As the implications of the bill become better known, Collins While speaking Monday as the featured guest at the World Medical Innovation Forum that is hosted by Mass General Brigham just outside Boston “there’s going to be tremendous pressure on Congress to change the law.”
“So if we start seeing Americans getting sicker as a result of this, having delayed treatment because they no longer have the coverage, and if it’s combined with changes in the Affordable Care Act that also would restrict coverage or make coverage more expensive to get on the exchange, then I think you will see a lot of pressure to take a better look at this,” she said.
Collins’ seat is a top Democratic target in 2026. Maine Democratic Party spokesperson Tommy Garcia criticized Collins’ remarks on the megabill at Monday’s forum by saying the senator believes “she and Congress won’t lift a finger to fix it until they see Mainers get sicker.”
Republicans are not yet totally aligned on extending the Affordable Care Act tax credits that expire at the end of this year, but Congress looks like it will agree on at least a one-year extension as part of a short-term spending deal needed to avert a shutdown by Oct. 1.

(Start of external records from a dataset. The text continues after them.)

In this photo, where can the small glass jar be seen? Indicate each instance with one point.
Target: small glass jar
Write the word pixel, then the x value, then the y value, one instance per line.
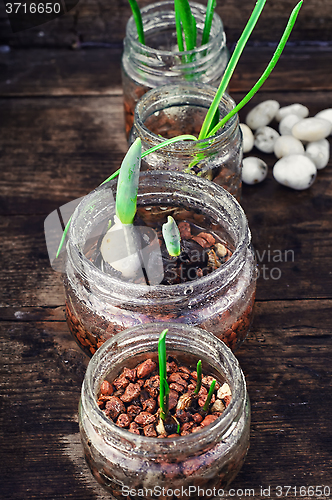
pixel 159 61
pixel 173 110
pixel 132 465
pixel 99 305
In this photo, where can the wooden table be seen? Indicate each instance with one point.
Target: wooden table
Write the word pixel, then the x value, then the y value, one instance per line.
pixel 62 134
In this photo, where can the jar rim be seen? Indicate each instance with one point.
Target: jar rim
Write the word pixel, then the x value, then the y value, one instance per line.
pixel 183 93
pixel 217 25
pixel 231 267
pixel 96 373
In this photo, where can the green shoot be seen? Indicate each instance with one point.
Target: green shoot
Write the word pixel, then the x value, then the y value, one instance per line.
pixel 267 71
pixel 186 137
pixel 164 389
pixel 209 396
pixel 172 238
pixel 188 22
pixel 138 20
pixel 231 67
pixel 178 31
pixel 185 23
pixel 199 377
pixel 126 194
pixel 211 5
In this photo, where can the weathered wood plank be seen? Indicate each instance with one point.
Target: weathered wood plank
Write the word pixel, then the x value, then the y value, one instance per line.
pixel 287 364
pixel 56 150
pixel 60 72
pixel 100 22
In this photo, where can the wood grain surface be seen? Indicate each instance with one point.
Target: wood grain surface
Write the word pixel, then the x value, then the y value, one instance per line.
pixel 100 22
pixel 61 132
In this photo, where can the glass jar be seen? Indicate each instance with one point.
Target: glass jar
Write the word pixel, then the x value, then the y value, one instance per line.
pixel 159 61
pixel 99 305
pixel 169 111
pixel 208 459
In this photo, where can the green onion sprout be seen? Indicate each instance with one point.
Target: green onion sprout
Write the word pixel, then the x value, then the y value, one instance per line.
pixel 267 71
pixel 231 67
pixel 199 377
pixel 211 5
pixel 209 396
pixel 126 194
pixel 164 388
pixel 138 20
pixel 172 238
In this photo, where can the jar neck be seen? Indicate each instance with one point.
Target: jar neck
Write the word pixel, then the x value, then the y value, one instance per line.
pixel 195 343
pixel 182 100
pixel 149 64
pixel 159 188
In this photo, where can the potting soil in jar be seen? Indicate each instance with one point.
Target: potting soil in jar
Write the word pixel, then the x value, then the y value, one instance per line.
pixel 204 249
pixel 131 401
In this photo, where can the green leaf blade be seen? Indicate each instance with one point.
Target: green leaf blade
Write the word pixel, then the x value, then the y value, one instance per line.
pixel 211 5
pixel 164 388
pixel 172 238
pixel 266 73
pixel 138 20
pixel 126 194
pixel 206 127
pixel 183 11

A Pew Research Center survey last month found more Americans disapprove (46%) than approve (32%) of the measure. On the Medicaid front, Collins took credit for helping to get a $50 billion rural hospital fund included in the final version of Trump’s megabill that is aimed at offsetting the Medicaid cuts in the measure.
However, she said Monday the new law and its health cuts may still cause trouble for the roughly 400,000 Mainers on Medicaid and numerous rural hospitals in the state that are “teetering on the brink of closure.”
“They go into effect the following year,” she said of the cuts. “But a year is not going to make any difference at all, and I’m just very concerned that people who need the care aren’t going to get it.”